とある休日
ピピピピッ
と、聞きなれたアラームの音で目を覚ます。
すると、隣にいる彼がもぞもぞと動き、スマホに手を伸ばした。
「おはよう」と声を掛ければ、「ん~」とまだ眠たそうな声がする。
今日は平日。しかし私は土曜日に出勤していたので、その振り替えで休みだった。
彼氏は出勤だが、まだ少し時間に余裕があるため、私はもう一度布団に横になる。
暫くしてもう一度アラームが鳴り、それをまた彼が止めた。そんなことを何度か繰り返して、漸く彼は目を覚ます。そして今度は彼の方から「おはよう」と声を掛けられるが、その声はまだ眠たそうだった。
そんな彼の準備は10分で終わる。

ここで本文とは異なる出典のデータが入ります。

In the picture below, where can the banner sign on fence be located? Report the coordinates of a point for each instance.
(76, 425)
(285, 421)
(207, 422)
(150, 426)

男の人は準備が楽でいいなあと思いながらその様子を眺めていれば、いつの間にか準備は終わっていた。
「行ってきます」と言って家を出る彼を見送り、私はもうひと眠りつくことにした。
次に目が覚めたのはお昼頃で、ご飯は何食べようかなどと考えながら、とりあえず布団から出る。
まだお腹は空いてないから後ででいいかと思い、一先ずご飯は後回しにする事にした。
今日はこれからどうしようか。
このままダラダラと1日を過ごしてしまうのは勿体無いと思いつつ、これと言ってやりたい事がない。
とりあえず何処かへ出掛けよう。
このコロナ禍だし、最近は特に感染者も増えて家に引きこもりがちだったが、ずっと家にいては気が滅入ってしまうので気晴らしにドライブに行くことにした。

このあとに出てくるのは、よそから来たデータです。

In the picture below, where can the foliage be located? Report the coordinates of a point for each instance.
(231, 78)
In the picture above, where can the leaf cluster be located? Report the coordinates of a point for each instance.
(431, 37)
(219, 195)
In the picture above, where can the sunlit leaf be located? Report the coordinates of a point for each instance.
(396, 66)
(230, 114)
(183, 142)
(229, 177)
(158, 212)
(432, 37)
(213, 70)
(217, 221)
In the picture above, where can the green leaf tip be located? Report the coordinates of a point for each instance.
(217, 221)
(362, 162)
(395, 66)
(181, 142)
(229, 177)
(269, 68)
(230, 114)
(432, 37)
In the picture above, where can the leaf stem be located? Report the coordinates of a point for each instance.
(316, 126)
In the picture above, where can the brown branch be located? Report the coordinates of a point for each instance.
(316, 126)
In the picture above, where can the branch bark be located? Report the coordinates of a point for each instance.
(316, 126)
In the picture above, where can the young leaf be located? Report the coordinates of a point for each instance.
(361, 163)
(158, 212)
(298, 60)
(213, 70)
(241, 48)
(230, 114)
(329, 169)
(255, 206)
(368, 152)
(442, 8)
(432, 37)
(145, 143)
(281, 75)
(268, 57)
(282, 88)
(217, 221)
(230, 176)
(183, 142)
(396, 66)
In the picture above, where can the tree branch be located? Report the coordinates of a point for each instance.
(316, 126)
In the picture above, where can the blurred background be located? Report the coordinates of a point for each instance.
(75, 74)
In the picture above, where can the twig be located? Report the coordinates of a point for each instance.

コロナが広まる前は、しょっちゅう1人でドライブに出かけて居たのだが、今は車から降りずにただドライブするだけでも何となく嫌であまり外へ出なくなってしまっていた。
前まで休日は予定がなくても絶対どこかに出掛けないと気が済まないタイプだったのに、今では特に用事が無いのなら無駄に外へは出たくないと思ってしまうようになった。
案外人ってちょっとした事ですぐに変わってしまうものなんだな。
久々にしっかりメイクをし、彼氏から貰ったお気に入りの腕時計をつけて、香水もほんのり香らせる。

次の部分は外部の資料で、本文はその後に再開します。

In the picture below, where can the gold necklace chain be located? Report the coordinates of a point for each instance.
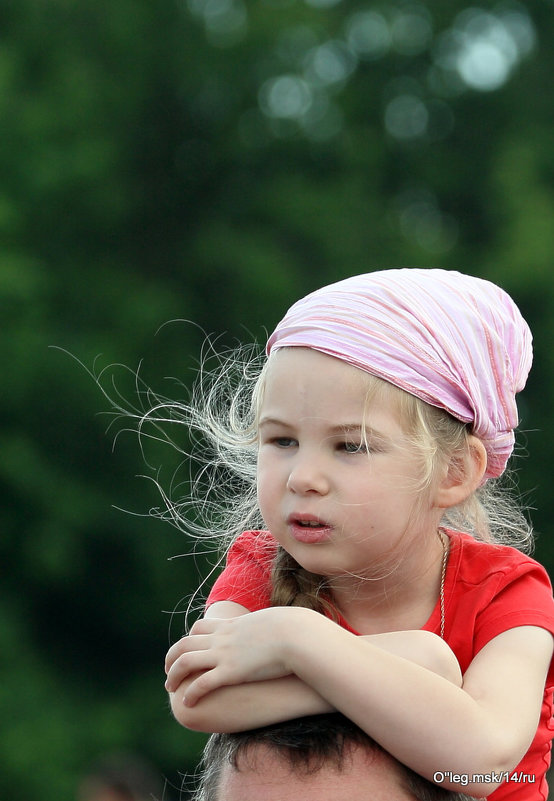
(444, 542)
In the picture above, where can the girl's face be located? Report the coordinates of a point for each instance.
(338, 482)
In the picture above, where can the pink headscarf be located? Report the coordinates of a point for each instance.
(455, 341)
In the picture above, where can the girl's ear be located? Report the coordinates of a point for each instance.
(464, 475)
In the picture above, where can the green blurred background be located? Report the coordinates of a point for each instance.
(212, 161)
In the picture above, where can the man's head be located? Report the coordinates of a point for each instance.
(321, 758)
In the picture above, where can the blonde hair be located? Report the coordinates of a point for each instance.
(219, 500)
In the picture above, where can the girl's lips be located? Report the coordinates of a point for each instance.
(308, 529)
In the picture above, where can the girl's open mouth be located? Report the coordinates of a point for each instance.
(308, 529)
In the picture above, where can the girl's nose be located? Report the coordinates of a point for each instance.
(307, 475)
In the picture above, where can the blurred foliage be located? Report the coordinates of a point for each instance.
(211, 161)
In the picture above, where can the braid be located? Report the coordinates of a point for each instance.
(294, 586)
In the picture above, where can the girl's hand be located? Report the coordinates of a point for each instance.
(228, 651)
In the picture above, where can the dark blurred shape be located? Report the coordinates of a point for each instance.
(121, 777)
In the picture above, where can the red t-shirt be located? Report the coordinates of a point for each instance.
(488, 589)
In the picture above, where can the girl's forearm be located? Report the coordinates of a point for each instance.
(246, 706)
(424, 720)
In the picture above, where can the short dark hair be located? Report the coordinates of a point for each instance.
(307, 744)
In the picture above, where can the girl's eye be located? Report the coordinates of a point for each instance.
(354, 447)
(283, 442)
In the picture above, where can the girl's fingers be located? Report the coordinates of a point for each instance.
(204, 684)
(185, 645)
(186, 664)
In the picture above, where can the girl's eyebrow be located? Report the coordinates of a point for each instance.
(341, 428)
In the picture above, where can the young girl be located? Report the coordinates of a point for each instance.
(381, 586)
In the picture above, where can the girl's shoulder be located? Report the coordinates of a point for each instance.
(477, 559)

こうして化粧したり、お洒落してる時が私が1番女で良かったと感じる時である。
さて、準備完了。
まるでサウナのように熱々になっている車に乗り込み、急いでエンジンをかければ、ぬるい風が出てくる。
エアコンの風量を最大まで上げ、徐々に冷たくなる風を感じながら今日はどこまで行こうかと考えを巡らせた。
タイムリミットは彼氏の仕事が終わるまでである。
何気にのんびりしている時間はあまりない。
悩んだ末、とりあえず気の向くままに車を走らせてみることにした。
さあ、出発だ。
たまには行き先を決めないのもいいのかもしれない。
…なんて、ちょっと無鉄砲すぎるだろうか。